The two RCTs were conducted in populations in Europe that were at risk of diabetes. An early report from the PREDIMED trial showed that a Mediterranean diet decreased fasting blood glucose, fasting insulin, and HOMA-IR scores in a Spanish population at risk of CVD.23 In the Oslo Diet and Exercise Study (ODES), increased adherence to the authors’ a priori diet score resulted in decreased fasting insulin and insulin after a glucose challenge, but not fasting glucose, in Norwegian men with metabolic syndrome.46 Results from prospective cohort studies were consistent in showing a favorable association between diet score and fasting glucose, fasting insulin or HOMA-IR,29 31 with the exception of one study that found the association with fasting glucose only in men.64 

Data-Driven Approaches

Variations in populations studies, definition of outcomes, dietary assessment methodologies, and methods used to derive patterns resulted in a highly variable set of dietary patterns, thus making it difficult to draw conclusions from studies using data-driven approaches. For example, one study measured fasting blood glucose with a cutoff of 6.1 and greater mmol/L;47 another study measured plasma glucose with a cutoff of 5.1 and greater mmol/L,81 while a third study measured plasma glucose after an overnight fast and after a standard 75 g oral glucose tolerance test.82 Three prospective cohort studies assessed the association between dietary patterns and plasma glucose levels.

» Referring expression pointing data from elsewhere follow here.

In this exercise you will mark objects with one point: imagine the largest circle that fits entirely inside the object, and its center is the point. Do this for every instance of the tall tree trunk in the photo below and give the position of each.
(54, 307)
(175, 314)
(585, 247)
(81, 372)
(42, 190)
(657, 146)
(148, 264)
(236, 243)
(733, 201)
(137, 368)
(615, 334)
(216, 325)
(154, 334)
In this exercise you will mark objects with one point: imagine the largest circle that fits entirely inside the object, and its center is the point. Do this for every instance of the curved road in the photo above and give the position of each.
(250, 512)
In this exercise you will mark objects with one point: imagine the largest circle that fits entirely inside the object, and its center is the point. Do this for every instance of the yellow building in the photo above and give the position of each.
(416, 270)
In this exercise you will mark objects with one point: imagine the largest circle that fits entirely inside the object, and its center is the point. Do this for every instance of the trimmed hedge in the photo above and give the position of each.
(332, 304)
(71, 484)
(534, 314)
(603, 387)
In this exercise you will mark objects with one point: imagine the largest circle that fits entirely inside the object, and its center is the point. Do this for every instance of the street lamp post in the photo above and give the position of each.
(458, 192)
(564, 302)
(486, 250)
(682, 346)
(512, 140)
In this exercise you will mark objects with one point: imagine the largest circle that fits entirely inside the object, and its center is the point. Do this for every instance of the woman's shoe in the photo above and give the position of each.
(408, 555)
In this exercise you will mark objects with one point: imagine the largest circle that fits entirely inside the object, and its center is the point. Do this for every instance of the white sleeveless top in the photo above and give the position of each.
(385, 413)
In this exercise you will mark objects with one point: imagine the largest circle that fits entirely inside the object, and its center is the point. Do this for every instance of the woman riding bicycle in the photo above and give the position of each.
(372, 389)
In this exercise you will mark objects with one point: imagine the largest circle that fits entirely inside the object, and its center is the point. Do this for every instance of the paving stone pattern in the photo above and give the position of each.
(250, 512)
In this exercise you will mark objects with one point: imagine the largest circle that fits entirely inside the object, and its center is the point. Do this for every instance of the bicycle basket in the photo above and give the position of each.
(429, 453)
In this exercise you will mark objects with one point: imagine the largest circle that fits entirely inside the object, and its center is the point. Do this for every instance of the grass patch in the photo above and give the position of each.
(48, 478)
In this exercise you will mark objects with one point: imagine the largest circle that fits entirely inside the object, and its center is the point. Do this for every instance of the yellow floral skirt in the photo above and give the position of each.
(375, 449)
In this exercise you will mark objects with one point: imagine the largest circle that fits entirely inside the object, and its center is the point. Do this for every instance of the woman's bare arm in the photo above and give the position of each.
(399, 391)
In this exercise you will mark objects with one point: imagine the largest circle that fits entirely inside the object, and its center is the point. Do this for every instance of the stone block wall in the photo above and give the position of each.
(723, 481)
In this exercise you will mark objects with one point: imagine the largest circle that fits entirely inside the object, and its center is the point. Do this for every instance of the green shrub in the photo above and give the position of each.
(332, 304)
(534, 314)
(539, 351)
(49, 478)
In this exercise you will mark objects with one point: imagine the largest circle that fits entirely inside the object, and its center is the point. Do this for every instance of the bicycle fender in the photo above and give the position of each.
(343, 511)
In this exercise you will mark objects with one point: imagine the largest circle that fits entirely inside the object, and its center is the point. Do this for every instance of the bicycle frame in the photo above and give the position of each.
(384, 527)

Two U.S. studies derived patterns using cluster analysis47 81 and one study conducted in Denmark used factor analysis.82 Duffey et al. identified two diet clusters: “Prudent Diet” and “Western Diet”;47 Kimokoti et al. identified five clusters: “Heart Healthier,” “Lighter Eating,” “Wine and Moderate Eating,” “Higher Fat,” and “Empty Calories”;81 and Lau et al. derived two factors: “Modern” and “Traditional.”82 

For additional details on this body of evidence, visit: References 2, 58, and Appendix E-2.28

Dietary Patterns and Cancer

Existing Evidence around Foods and Nutrients and Cancer

The role of dietary composition in cancer risk has been postulated since ancient times, yet scientific evidence for such relationships was sparse until nearly a century ago. Experimental models of cancer based upon chemical carcinogens, radiation, viral-transmission, and inherited genetic variations gradually emerged in first half of the 20th century and were soon found to be influenced by dietary and nutritional interventions. The establishment of population-based cancer registries around the globe in the years following World War II clearly indicated that the incidence and mortality of specific cancers and the patterns of cancers varied widely between countries. Soon, studies of migrant populations demonstrated that in parallel with acculturation, cancer risk evolved toward that observed in the adopted country, implicating a strong role for environmental influences, such as dietary patterns, in cancer risk. When coupled with national food consumption data, relationships between dietary patterns or components and cancer risk were hypothesized. The development of dietary assessment tools, such as FFQs, paved the way for large prospective epidemiologic cohort studies designed to examine more precisely the role of dietary patterns, foods, and specific nutrients in the risk of various cancers.83 Additional diet assessment tools, such as food diaries, and single and multi-day 24-hr recalls enhanced the ability to undertake population studies and mechanism-based RCTs. These studies were made possible by USDA support of research to advance laboratory methods to define the nutrient content of foods in the U.S. food supply and establish a database that, when coupled with diet assessment tools, provides an estimated intake of energy, macronutrients, vitamins, minerals and other dietary variables. More recently, inclusion into the database of non-nutrient bioactive components primarily found in vegetables and fruits has enhanced the ability to define human intake of bioactive components that may affect health and disease.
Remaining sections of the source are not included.